Note 1: You could confirm the tunneling principle works (and build your own understanding) by using -R9572:localhost:22 in the first SSH command above (from laptop to cluster), then create a separate "normal" SSH connection to the cluster and run ssh localhost -p 9572 on the cluster. This is equivalent to making an incoming SSH connection to your laptop, and the SSH server listens for SSH connections on port 22. (Your laptop may not be configured to be running an SSH server, but you could enable one. This is a separate concept from the Work Queue server and is not needed to get Work Queue working.)

Going one step further, keep the -R9572:localhost:22 connection active from laptop to head node, then make a connection from the compute node to the head node using -L9573:localhost:9572 as described above. Then you may run ssh localhost -p 9573 on the compute node to make a SSH connection from the compute node to your laptop.
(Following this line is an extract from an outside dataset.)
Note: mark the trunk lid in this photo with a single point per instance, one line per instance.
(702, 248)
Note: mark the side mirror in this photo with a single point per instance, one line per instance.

Note 2: After you understand how everything works, you can change the 9573 and 9572 numbers above to 9571. The reason for using different numbers in the tutorial is that it would be confusing to have to distinguish "localhost port 9571" on the laptop, head node, and compute node.

Note 3: Some cluster environments will not allow you to directly make SSH connections to compute nodes, in which case you can only make port forwarding connections from the job script.